On August 1, with only a few hours left before the US national debt would hit its limit, that country passed emergency legislation letting the government borrow more, effectively raising the $14.3-trillion debt ceiling.
Purchasingb2b: July August 2011
I have a close friend who, although very smart, isn’t particularly careful with his money. Years ago he got into trouble with credit card debt. Perhaps you know of someone who has done this: he had about four credit cards and began using one credit card to pay the balance on another. Then, he would pay that credit card off using yet another one. He would rotate his payments in this fashion between the four cards, switching from one card to the next as they became due.
My friend had the sense to consolidate his payments and is now debt free. I wonder if the US government will eventually show the same sense with that country’s debt.
On August 1, with only a few hours left before the US national debt would hit its limit, that country passed emergency legislation letting the government borrow more, effectively raising the $14.3-trillion debt ceiling. Along with this increased borrowing cap, the legislation promises budget cuts of more than $2 trillion over the next decade.
Crisis averted, right? Well, rather than solving the US debt drama, the move paves the way for further spending in the future. None of these cuts is binding. As well, they’re set to take place over the next decade. I suspect the US will continue to ignore its spending, borrow money, and keep taxes insanely low. As Michael Hlinka argues in his Business Front column on page 6, that debt ceiling will simply continue to rise.
On top of that, the crisis caused the US-based financial services company, Standard & Poor’s, to downgrade its credit rating of the US from a AAA to only AA. The markets have fallen 10 percent from a high in May. As well, Europe’s debt trouble is very real and could, as some have suggested, become on par with the financial crisis of 2008.

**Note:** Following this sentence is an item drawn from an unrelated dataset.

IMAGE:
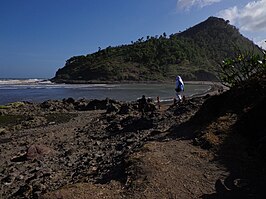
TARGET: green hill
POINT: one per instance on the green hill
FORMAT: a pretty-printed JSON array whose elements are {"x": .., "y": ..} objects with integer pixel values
[{"x": 194, "y": 54}]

Economic uncertainty is rarely helpful. Inflation looms in the US since the country is now printing money like mad due to the crisis. But falling confidence in the US dollar means ours has been soaring above parity. A higher dollar is clearly good for consumers, since it means lower prices on imported goods. Procurement managers and their organizations are also affected by a high dollar, since it means more bang for the buck from offshore purchases.
How should Canada handle US and European debt woes? I’d like us to continue focusing on strengthening ties with the Asia Pacific and Latin America. Prime Minister Stephen Harper is on track by visiting Brazil and pursuing more open economic relations between us and Latin America’s largest economy.
In Asia, China is an avid consumer of commodities, which we produce in plenty. Even Japan will rebound from its triple disaster earlier this year. So while our shared border will always align us closely, not every economic egg needs to be in the US basket.